To avoid cross-hybridization between sh3bgrl, sh3bgrl2, sh3bgrl3, and sh3bgr, the 3′ UTR regions of sh3bgrl, sh3bgrl2, sh3bgrl3, and sh3bgr were clone into the PGEM-T easy vector (Promega). All sequences were amplified by RT-PCR as above PCR procedures. For synthesis of DIG-labeled antisense RNA probes, the plasmids of sh3bgrl, shebgrl2, sh3bgrl3, and sh3bgr were linearized with Pst1 and transcribed with T7 RNA polymerases according to the kit recommends of the DIG RNA label kit (Roche).

Whole-mount in situ hybridization and imaging

For whole-mount in situ hybridization, embryos were incubated at 28 °C, then fixed at the appropriate developing stages in 4 % paraformaldehyde (PFA) in phosphate buffered saline (PBS) at 4 °C overnight, and washed with PBS containing 0.1 % Tween 20 (PBST) four times, 5 min each. Embryos after 24 hpf were empirically treated with protease K (1:1000 dilution), followed by washing with PBST four times, 5 min each again. The fixed embryos were pre-hybridized buffer (50 % formamide, 5 × SSC, 0.1 % Tween, 50 μg/μl tRNA, pH 6.0 with citric acid) for at least 2 h at 65 °C. Subsequently, the embryos were incubated overnight at 65 °C in the same buffer containing digoxigenin-labeled RNA probes at 1.5 ng/μl of final concentration and incubated overnight at 65 °C, followed by first washing at 65 °C for 20 min with the washing buffer (50 % SSC, 50 % formamide), second for 20 min in 75 % SSC, 25 % formamide, third for 20 min in 2 × SSC and two times in 0.2 × SSC, 15 min each, then followed with washing two times, 10 min each at room temperature with the MAB buffer (0.1 mNaCl, 0.1 % Tween, 0.15 m maleic acid pH 7.5) with gentle shaking, and then in blocking buffer for 1 to 3 h at room temperature. The embryos were further incubated with anti-digoxigenin antibody (1:3500 in dilution) in blocking buffer overnight at 4 °C and washed four times with PBST as above at room temperature. The embryos were subsequently rinsed two times, 10 min each in staining buffer (0.1 M NaCl, 0.05 M MgCl2, 0.1 M Tris-HCl pH 9.5, 0.1 % Tween), and stained by NBT and BCIP dissolved in the same buffer to develop the optimal signals. The embryos can be kept in 4 % PFA at 4 °C. The stained embryos were mounted in 60 % glycerol and observed under a Leica M205FA, and then photos were taken with Leica DFC550.

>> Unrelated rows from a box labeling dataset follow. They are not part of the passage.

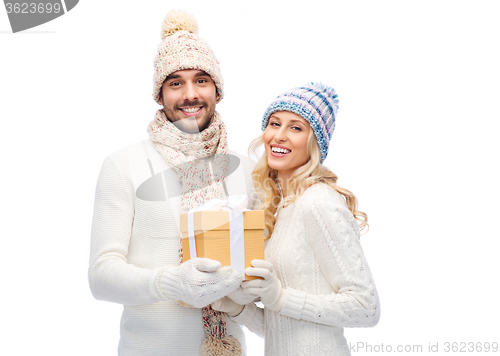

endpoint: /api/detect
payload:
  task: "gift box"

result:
[180,210,265,280]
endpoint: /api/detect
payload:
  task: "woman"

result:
[212,83,380,356]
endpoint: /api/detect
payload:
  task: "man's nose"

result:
[183,82,198,101]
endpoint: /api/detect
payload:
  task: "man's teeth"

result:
[181,107,200,114]
[271,147,290,153]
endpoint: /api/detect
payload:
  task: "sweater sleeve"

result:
[281,190,380,327]
[230,303,264,338]
[88,156,165,305]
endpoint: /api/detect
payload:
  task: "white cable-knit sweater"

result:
[89,140,256,356]
[232,183,380,356]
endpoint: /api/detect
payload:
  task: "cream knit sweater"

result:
[232,183,380,356]
[89,140,256,356]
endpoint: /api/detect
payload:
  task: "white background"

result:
[0,0,500,356]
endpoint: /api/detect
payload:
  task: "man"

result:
[89,10,256,356]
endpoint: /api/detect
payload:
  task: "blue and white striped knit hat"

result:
[262,83,339,163]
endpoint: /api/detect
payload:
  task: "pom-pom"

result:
[160,9,198,40]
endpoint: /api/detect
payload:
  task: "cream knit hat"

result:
[153,9,224,105]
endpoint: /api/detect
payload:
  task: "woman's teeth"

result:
[181,107,200,114]
[271,147,291,153]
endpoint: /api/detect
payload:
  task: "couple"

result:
[89,10,379,356]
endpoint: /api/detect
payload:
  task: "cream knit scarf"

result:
[148,109,242,356]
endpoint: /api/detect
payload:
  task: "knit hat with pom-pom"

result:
[153,9,224,105]
[262,83,339,163]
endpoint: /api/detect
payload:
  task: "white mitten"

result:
[227,287,259,305]
[241,260,285,312]
[212,297,244,316]
[158,258,241,308]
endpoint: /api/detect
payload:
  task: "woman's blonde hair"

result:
[248,129,368,240]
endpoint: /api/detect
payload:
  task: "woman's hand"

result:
[241,260,285,312]
[212,297,245,316]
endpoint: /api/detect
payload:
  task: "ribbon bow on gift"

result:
[188,194,248,279]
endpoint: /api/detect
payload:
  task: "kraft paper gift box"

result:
[180,210,265,280]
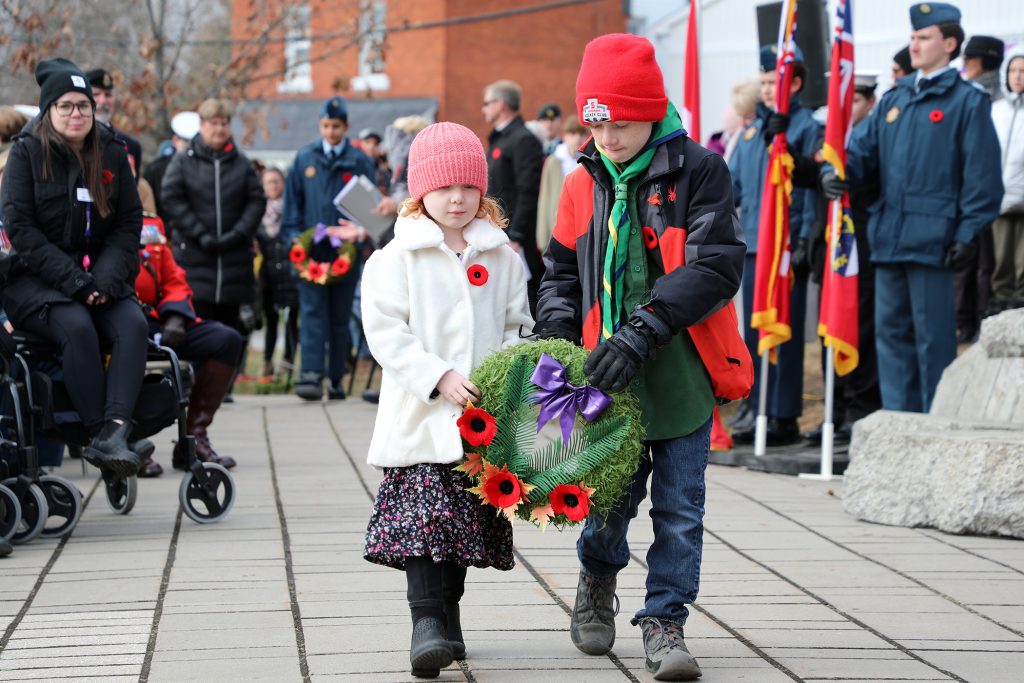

Frozen section of the whole-mount in situ hybrid embryos and imagining

The whole-mount in situ hybridized embryos were permeabilized with 30 % of sucrose and embedded with cryo-embedding media (OCT). Embedded embryos were slowly submerged into liquid nitrogen to ensure completely frozen and subsequently transferred to a cryotome cryostat at −20 °C prior to sectioning. The frozen tissues were sliced into 10-μm-thick sections using cryotome (Leica CM 1900). The sections were put on slides and covered for photograph as described in the “Whole-mount in situ hybridization and imaging” section.